J’ai encore du mal à différencier le travail administratif et le travail artistique de la compagnie. Pour moi il ne fait qu’un puisqu’il vise un seul objectif : celui de la création d’un spectacle. Mais oui, il y a énormément de travail de bureau. Je me dis souvent : « si je m’étais imaginée en entrant au Conservatoire que j’allais me retrouver à devoir faire des dossiers ou de la négociation avec des institutions…! ». Heureusement, je n’en ai rien su ! Cela m’aurait dissuadée, j’aime les rapports simples avec les gens. Mais finalement, j’aime aussi cette partie là du travail. C’est le début du combat, je me sens encore plus investie dans les projets de la compagnie.
Quels sont les autres professionnels avec qui vous collaborez ?
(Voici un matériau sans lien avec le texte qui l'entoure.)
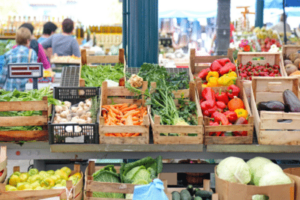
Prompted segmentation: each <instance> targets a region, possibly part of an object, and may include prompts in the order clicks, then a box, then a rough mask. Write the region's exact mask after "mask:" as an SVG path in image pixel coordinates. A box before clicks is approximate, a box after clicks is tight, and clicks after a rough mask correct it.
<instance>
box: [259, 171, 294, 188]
mask: <svg viewBox="0 0 300 200" xmlns="http://www.w3.org/2000/svg"><path fill="white" fill-rule="evenodd" d="M291 182H292V181H291V179H290V178H289V177H288V176H287V175H285V174H284V173H283V172H276V171H275V172H270V173H268V174H265V175H264V176H263V177H261V179H260V181H259V186H267V185H281V184H290V183H291Z"/></svg>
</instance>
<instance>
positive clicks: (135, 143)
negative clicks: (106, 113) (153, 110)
mask: <svg viewBox="0 0 300 200" xmlns="http://www.w3.org/2000/svg"><path fill="white" fill-rule="evenodd" d="M147 86H148V82H147V81H144V82H143V86H142V89H141V91H142V94H143V93H144V92H145V91H146V89H147ZM120 96H128V97H134V96H135V94H134V93H132V92H130V91H129V90H128V89H126V88H125V87H109V88H108V87H107V82H106V81H104V82H103V83H102V88H101V104H100V109H101V108H102V105H110V104H111V103H112V102H113V103H116V104H119V103H129V104H137V105H145V98H144V95H142V99H126V98H120ZM108 97H109V98H108ZM99 118H100V124H99V133H100V144H149V127H150V122H149V117H148V116H144V118H143V125H132V126H127V125H124V126H108V125H105V124H104V121H105V119H104V117H103V116H102V112H101V113H100V117H99ZM105 133H141V136H137V137H124V138H123V137H109V136H105Z"/></svg>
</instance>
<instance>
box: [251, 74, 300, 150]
mask: <svg viewBox="0 0 300 200" xmlns="http://www.w3.org/2000/svg"><path fill="white" fill-rule="evenodd" d="M252 89H253V90H252V91H251V109H252V112H253V116H254V123H255V129H256V134H257V139H258V143H259V144H262V145H300V127H299V124H300V113H285V112H270V111H261V112H260V116H259V112H258V110H257V107H256V105H257V104H258V103H259V102H262V101H271V100H273V101H281V102H283V95H282V93H283V92H284V90H286V89H290V90H291V91H293V92H294V94H295V95H296V96H298V79H297V78H296V77H281V78H274V77H264V78H263V77H255V78H254V79H253V81H252ZM287 119H290V120H292V122H289V123H279V122H278V121H279V120H287Z"/></svg>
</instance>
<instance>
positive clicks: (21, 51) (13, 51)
mask: <svg viewBox="0 0 300 200" xmlns="http://www.w3.org/2000/svg"><path fill="white" fill-rule="evenodd" d="M28 56H29V48H28V47H26V46H22V45H18V46H17V47H16V48H14V49H12V50H10V51H8V52H6V53H5V54H4V63H3V69H2V73H1V74H0V88H2V89H4V90H6V91H13V90H14V89H16V90H19V91H24V90H25V85H26V83H27V81H28V79H27V78H8V65H7V64H8V63H28ZM36 62H37V55H36V53H35V51H33V50H32V52H31V57H30V63H36Z"/></svg>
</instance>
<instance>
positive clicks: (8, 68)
mask: <svg viewBox="0 0 300 200" xmlns="http://www.w3.org/2000/svg"><path fill="white" fill-rule="evenodd" d="M8 77H9V78H40V77H43V64H42V63H8Z"/></svg>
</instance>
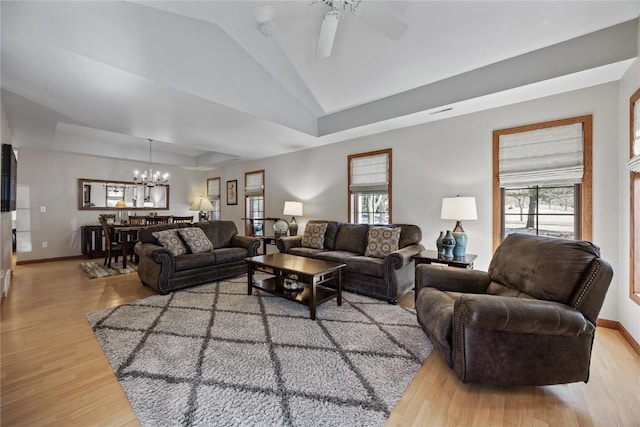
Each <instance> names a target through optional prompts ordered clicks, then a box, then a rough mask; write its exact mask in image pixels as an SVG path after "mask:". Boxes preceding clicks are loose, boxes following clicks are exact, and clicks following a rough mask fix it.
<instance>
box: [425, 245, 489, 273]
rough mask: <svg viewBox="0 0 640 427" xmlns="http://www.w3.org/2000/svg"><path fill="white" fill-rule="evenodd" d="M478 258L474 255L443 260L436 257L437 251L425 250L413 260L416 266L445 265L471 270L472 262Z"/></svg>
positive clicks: (443, 259) (456, 257)
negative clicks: (445, 264) (438, 264)
mask: <svg viewBox="0 0 640 427" xmlns="http://www.w3.org/2000/svg"><path fill="white" fill-rule="evenodd" d="M477 257H478V255H474V254H466V255H465V256H464V257H453V258H449V259H447V258H444V257H443V256H442V255H438V251H432V250H426V251H422V252H420V253H419V254H416V255H414V256H413V259H414V260H415V261H416V265H418V264H446V265H448V266H449V267H458V268H467V269H469V270H472V269H473V262H474V261H475V259H476V258H477Z"/></svg>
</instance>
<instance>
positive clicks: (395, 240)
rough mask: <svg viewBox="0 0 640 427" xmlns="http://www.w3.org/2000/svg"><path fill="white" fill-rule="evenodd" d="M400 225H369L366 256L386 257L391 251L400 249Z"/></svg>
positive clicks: (400, 229)
mask: <svg viewBox="0 0 640 427" xmlns="http://www.w3.org/2000/svg"><path fill="white" fill-rule="evenodd" d="M400 231H401V228H400V227H393V228H391V227H375V226H371V227H369V234H368V235H367V250H366V251H365V253H364V255H365V256H370V257H373V258H384V257H386V256H387V255H389V254H390V253H391V252H394V251H397V250H398V242H400Z"/></svg>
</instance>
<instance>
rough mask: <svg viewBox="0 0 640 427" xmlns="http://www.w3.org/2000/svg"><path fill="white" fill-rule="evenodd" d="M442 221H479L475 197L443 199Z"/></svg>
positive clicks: (447, 198) (442, 207) (461, 197)
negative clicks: (478, 218)
mask: <svg viewBox="0 0 640 427" xmlns="http://www.w3.org/2000/svg"><path fill="white" fill-rule="evenodd" d="M440 219H453V220H456V221H462V220H467V219H478V212H477V211H476V198H475V197H459V196H458V197H445V198H443V199H442V210H441V211H440Z"/></svg>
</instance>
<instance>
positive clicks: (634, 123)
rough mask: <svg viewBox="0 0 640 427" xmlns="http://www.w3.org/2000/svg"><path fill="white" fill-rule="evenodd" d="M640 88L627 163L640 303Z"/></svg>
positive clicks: (633, 112) (630, 291) (630, 251)
mask: <svg viewBox="0 0 640 427" xmlns="http://www.w3.org/2000/svg"><path fill="white" fill-rule="evenodd" d="M639 101H640V89H638V90H637V91H636V92H635V93H634V94H633V95H632V96H631V99H630V101H629V104H630V105H629V111H630V113H629V146H630V147H629V148H630V152H631V160H630V161H629V163H627V166H628V167H629V169H630V172H629V173H630V174H631V176H630V181H631V203H630V207H631V214H630V219H631V224H630V229H631V239H630V240H631V248H630V249H631V251H630V252H631V253H630V262H629V265H630V267H629V268H630V270H629V279H630V281H631V284H630V287H629V294H630V296H631V299H632V300H634V301H635V302H637V303H638V304H640V268H639V267H638V266H639V265H640V102H639Z"/></svg>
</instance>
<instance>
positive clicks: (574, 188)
mask: <svg viewBox="0 0 640 427" xmlns="http://www.w3.org/2000/svg"><path fill="white" fill-rule="evenodd" d="M560 187H567V188H568V187H573V213H572V214H568V213H567V214H562V213H554V214H547V213H540V209H539V208H540V190H541V189H548V188H560ZM525 188H526V189H529V190H532V189H535V191H536V212H535V214H534V216H535V219H536V220H535V222H536V227H535V229H536V235H540V234H539V231H540V218H541V217H545V216H571V217H573V218H574V221H573V235H574V236H580V235H581V230H582V214H581V212H580V209H581V206H582V200H581V198H582V183H580V184H572V185H548V186H541V185H529V186H526V187H518V189H525ZM508 190H513V188H509V189H507V188H505V187H500V209H501V221H500V239H501V240H502V239H504V238H505V237H506V236H505V229H506V220H507V218H506V217H507V216H515V215H516V214H513V213H507V212H506V211H505V205H506V192H507V191H508ZM529 203H531V202H529ZM518 215H520V216H523V215H526V216H529V215H528V213H527V214H523V213H519V214H518Z"/></svg>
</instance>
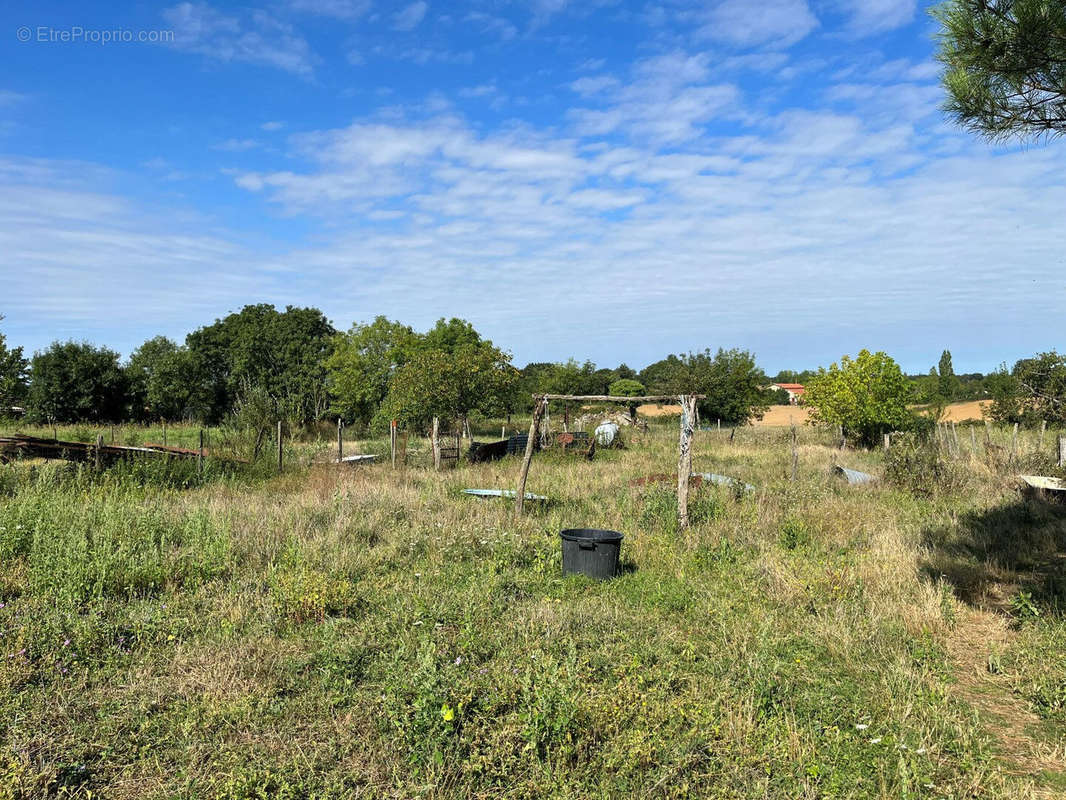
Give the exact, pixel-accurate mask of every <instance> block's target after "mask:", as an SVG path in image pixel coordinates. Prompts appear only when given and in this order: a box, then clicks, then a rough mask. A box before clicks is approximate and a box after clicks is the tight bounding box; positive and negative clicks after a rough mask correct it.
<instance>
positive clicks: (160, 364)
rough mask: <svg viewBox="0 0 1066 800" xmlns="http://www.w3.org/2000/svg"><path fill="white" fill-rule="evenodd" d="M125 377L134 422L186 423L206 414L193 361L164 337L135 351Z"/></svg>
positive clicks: (203, 394) (199, 385)
mask: <svg viewBox="0 0 1066 800" xmlns="http://www.w3.org/2000/svg"><path fill="white" fill-rule="evenodd" d="M126 373H127V375H128V380H129V402H130V407H131V415H132V416H133V417H135V418H139V419H187V418H191V417H196V416H203V414H204V413H205V411H206V403H205V397H204V386H203V380H201V377H200V374H199V369H198V368H197V363H196V358H195V357H194V356H193V354H192V353H191V352H190V351H189V349H188V348H183V347H179V346H178V345H177V343H176V342H174V341H173V340H171V339H168V338H166V337H165V336H156V337H155V338H151V339H148V340H147V341H146V342H144V343H143V345H142V346H141V347H139V348H138V349H136V350H134V351H133V352H132V353H131V354H130V359H129V363H128V364H127V366H126Z"/></svg>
Il y en a beaucoup et il y en aura de plus en plus. Je crois aux rapports de fidélité. Quand le travail se passe bien avec quelqu’un, je veux continuer pour aller plus loin. J’admire profondément le travail d’Ariane Mnouchkine par exemple. Ensemble on est plus forts. J’ai besoin des autres. Il y a Charlotte Villalonga, une comédienne avec qui je pense travailler encore longtemps. Seb Bonnamy, Emilie Puits, Greg Fasbender, Muriel Legrand, Louise Manteau, Laurence Adam qui fait la création lumière, Aldo Platteau la création sonore. Cindy Aguado, qui reprend le travail de diffusion. Alessia Contu, la photographe ; Kira De Smedt qui assure le graphisme, etc.
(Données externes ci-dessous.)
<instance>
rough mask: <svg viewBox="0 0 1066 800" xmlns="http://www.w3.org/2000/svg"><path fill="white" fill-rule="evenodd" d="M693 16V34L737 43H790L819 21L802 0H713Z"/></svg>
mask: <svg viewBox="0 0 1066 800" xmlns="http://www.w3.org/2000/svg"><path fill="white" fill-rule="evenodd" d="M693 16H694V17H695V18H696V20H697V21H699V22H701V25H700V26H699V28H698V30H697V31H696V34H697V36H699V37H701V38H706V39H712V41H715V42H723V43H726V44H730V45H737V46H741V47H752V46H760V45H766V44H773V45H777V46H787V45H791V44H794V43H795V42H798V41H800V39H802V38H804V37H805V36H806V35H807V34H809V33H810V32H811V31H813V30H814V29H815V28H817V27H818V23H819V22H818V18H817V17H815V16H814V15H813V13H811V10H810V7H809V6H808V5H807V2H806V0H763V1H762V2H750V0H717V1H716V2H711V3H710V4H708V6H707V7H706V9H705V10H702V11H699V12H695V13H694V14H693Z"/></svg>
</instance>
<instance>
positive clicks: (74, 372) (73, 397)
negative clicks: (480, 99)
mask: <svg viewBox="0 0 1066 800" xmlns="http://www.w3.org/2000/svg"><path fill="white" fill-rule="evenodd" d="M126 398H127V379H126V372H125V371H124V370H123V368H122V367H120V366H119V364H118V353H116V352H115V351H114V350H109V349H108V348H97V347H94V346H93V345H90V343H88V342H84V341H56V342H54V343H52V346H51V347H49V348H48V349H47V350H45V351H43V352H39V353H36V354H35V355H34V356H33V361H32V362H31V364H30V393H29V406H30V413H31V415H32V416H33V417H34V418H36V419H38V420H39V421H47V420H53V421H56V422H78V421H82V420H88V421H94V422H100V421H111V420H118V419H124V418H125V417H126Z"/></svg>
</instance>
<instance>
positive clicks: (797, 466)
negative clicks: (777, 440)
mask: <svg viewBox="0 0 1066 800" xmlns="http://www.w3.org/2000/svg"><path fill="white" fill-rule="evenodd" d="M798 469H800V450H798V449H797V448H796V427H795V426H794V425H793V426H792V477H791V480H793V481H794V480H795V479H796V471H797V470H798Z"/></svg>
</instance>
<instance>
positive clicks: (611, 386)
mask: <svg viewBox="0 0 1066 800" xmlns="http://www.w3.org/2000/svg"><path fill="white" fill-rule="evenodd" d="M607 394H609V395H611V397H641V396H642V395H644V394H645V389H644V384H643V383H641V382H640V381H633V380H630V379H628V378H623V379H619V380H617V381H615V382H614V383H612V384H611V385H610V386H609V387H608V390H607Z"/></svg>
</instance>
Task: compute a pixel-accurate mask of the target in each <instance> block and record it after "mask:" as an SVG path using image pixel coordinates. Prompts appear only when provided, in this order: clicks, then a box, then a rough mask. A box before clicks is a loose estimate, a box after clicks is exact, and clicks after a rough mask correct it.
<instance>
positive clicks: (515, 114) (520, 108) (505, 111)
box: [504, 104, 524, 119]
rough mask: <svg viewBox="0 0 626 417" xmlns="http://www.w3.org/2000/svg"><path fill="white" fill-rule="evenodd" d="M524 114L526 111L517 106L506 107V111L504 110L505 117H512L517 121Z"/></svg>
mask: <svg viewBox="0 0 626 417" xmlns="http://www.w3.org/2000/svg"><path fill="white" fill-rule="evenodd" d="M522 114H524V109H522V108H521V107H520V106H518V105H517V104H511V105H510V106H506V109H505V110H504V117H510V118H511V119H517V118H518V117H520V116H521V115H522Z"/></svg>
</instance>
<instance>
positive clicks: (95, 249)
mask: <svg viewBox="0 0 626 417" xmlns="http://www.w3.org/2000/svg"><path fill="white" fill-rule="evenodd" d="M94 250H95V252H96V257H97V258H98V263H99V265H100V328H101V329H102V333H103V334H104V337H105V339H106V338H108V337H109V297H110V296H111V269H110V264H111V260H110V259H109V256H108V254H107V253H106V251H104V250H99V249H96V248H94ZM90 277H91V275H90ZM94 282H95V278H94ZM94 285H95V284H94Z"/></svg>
Quelles sont les principales difficultés rencontrées dans votre métier ?
Le plus difficile est d’être pris en considération. Même si c’est pour entendre un non. C’est un plaisir de lire ou d’entendre « j’ai lu votre dossier et cela n’est pas possible pour nous ». Je me dis « Ah ! Enfin quelqu’un qui a lu, enfin quelqu’un qui répond ». La Maison de la Culture de Tournai a été la première institution à nous écouter, y croire et nous encourager. C’est quelque chose que je n’oublie pas.
D’après vous, quelles sont les qualités requises pour exercer ce métier ?
Il faut des nerfs solides ! Ce sont beaucoup de "non" pour un petit oui. Il faut pouvoir s’accrocher au petit oui ! Pouvoir se prendre en main, se lever à 7h tous les jours, même si on a un statut de chômeur. De la persévérance, mais une infime reconnaissance donne beaucoup d’énergie et les choses finissent par se faire assez naturellement.
Quels sont les conseils que vous donneriez à une personne qui a envie de se lancer dans le milieu ?
Ne fais pas les choses pour les autres, pour plaire aux autres. Fais les choses pour toi, avec ce qui te touche toi, avec ton cœur. Et si tu t’en prends plein la tronche, dis-toi bien que ce qui te touche toi ne peut pas toucher tout le monde car nous avons aussi choisi, en choisissant un métier de création, un métier de subjectivité.